Chacune de ces étapes est importante, chacun passe plus ou moins par chacune d'elle, à son rythme, suivant ses capacités, ses marges d'action, ses responsabilités.
Adressé à S. de LARMINAT :
En quoi cet appel de Benoît XVI est-il contradictoire avec l'appel lancé par les Chrétiens indignés ? J'y vois au contraire un formidable encouragement à persévérer. De même, en quoi l'exigence de sainteté personnelle et la conscience de nos limites ou faiblesses personnelles doit nous empêcher de dénoncer les injustices sociales et de travailler à construire un monde différent ?
On ne " s'indigne" pas contre son "péché personnel", car le remède au péché c'est la grâce, donnée gratuitement et abondamment. En revanche on s'indigne contre des scandales publics dont les remèdes relèvent UNIQUEMENT de notre responsabilité. Et si péché personnel il y a, il tient à notre lâcheté ou à notre silence complaisant qui nous fait indirectement participer à des structures économiques qui asservissent l'homme. Et là nous sommes tous concernés.
Au risque de nous approprier la pensée de Benoit XVI, pourquoi ne pas prendre au mot son appel comme une réponse aux jeunes indignés ? Est-ce impensable d’imaginer que Benoit XVI pensait à eux en lançant son Message pour la journée mondiale de la Paix du 1er janvier 2012 : « éduquer les jeunes à la justice et à la paix » ?
Voir le commentaire en entier" Les jeunes aussi doivent avoir le courage de vivre en premier eux-mêmes ce qu'ils demandent à ceux qui les entourent. C'est une grande responsabilité qui les concerne : qu'ils aient la force de faire un usage bon et conscient de leur liberté" (§2).
Voilà un appel à l’exigence personnelle qu’on retrouve rarement dans les mouvements des indignés qui montre facilement autrui du doigt, alors que ce qui est le plus difficile, dans l’existence, c’est de s’indigner contre le péché qui nous traverse tous.
Dans sa conclusion, Benoit XVI leur dit : "faces aux difficultés, ne vous laissez pas prendre par le découragement et ne vous complaisez pas dans de fausses solutions, qui, souvent, se présentent comme la voie la plus facile pour résoudre les problèmes. N'ayez pas peur de vous engager, d'affronter l'effort et le sacrifice, de choisir des chemins qui exigent la fidélité et la constance, l'humilité et le dévouement.

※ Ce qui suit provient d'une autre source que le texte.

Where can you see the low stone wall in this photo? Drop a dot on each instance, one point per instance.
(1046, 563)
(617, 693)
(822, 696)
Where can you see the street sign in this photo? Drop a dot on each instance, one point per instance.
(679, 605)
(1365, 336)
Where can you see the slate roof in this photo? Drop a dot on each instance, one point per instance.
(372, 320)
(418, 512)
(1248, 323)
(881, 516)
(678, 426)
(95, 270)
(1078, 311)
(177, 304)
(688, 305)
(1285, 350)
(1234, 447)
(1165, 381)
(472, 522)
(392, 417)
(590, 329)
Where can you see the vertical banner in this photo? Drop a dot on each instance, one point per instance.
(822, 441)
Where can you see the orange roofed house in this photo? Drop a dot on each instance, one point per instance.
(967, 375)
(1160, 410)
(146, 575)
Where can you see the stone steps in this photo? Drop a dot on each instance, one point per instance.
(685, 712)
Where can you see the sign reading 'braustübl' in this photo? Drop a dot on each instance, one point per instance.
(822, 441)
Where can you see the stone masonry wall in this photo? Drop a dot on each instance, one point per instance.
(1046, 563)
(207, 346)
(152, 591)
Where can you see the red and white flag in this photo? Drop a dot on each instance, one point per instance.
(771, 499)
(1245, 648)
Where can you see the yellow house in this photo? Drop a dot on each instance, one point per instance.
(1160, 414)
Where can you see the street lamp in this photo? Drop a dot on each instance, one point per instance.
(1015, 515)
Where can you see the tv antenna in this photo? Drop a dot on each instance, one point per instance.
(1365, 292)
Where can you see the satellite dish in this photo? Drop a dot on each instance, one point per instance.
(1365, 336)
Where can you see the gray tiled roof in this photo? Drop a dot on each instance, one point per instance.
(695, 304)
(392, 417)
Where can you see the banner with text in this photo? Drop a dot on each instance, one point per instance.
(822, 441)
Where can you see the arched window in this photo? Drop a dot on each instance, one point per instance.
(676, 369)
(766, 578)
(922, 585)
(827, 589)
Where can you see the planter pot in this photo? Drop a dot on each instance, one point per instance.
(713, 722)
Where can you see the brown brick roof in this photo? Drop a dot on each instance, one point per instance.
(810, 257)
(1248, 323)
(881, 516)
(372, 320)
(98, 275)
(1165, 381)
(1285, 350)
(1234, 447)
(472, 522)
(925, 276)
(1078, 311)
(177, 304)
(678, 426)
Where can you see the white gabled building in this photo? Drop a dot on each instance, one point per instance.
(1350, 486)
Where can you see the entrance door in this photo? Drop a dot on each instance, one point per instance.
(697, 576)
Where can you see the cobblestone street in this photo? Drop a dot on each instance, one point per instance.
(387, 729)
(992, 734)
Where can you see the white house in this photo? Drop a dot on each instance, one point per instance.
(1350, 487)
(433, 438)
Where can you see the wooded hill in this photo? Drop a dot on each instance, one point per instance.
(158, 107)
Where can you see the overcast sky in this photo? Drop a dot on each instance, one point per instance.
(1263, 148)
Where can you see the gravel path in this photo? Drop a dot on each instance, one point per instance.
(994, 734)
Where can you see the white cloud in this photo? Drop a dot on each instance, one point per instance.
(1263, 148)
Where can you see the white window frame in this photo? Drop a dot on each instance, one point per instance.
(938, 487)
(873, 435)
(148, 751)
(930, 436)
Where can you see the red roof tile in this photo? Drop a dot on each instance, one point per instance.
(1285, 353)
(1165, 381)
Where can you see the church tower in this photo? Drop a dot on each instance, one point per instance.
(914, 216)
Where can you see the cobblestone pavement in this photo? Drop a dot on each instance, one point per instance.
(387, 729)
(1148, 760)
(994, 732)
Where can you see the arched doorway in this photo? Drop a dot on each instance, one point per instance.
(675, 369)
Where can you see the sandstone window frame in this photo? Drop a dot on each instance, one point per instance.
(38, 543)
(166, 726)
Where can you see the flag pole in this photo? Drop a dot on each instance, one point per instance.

Vivez avec confiance votre jeunesse et les désirs profonds de bonheur, de vérité, de beauté et d'amour vrai que vous éprouvez ! Vivez intensément cette phase de la vie si riche et pleine d'enthousiasme. Prenez conscience d'être vous-mêmes des exemples stimulants pour les adultes. Plus vous vous efforcez de vaincre les injustices et la corruption, plus vous désirerez un avenir meilleur et vous vous engagerez à le construire, alors vous le serez vraiment. Ayez conscience de vos potentialités et ne vous repliez jamais sur vous-mêmes, mais sachez travailler pour un avenir plus lumineux pour tous. Vous n’êtes jamais seuls. L’Église a confiance en vous, elle vous suit, elle vous encourage et désire vous offrir ce qu’elle a de plus précieux : la possibilité de lever les yeux vers Dieu, de rencontrer Jésus Christ, Celui qui est la justice et la paix " (§6).
En leur disant de ne jamais rester seul, Benoit XVI appelle les jeunes à rester unis à l’Eglise, celle qui leur donne « la possibilité de lever les yeux vers Dieu ».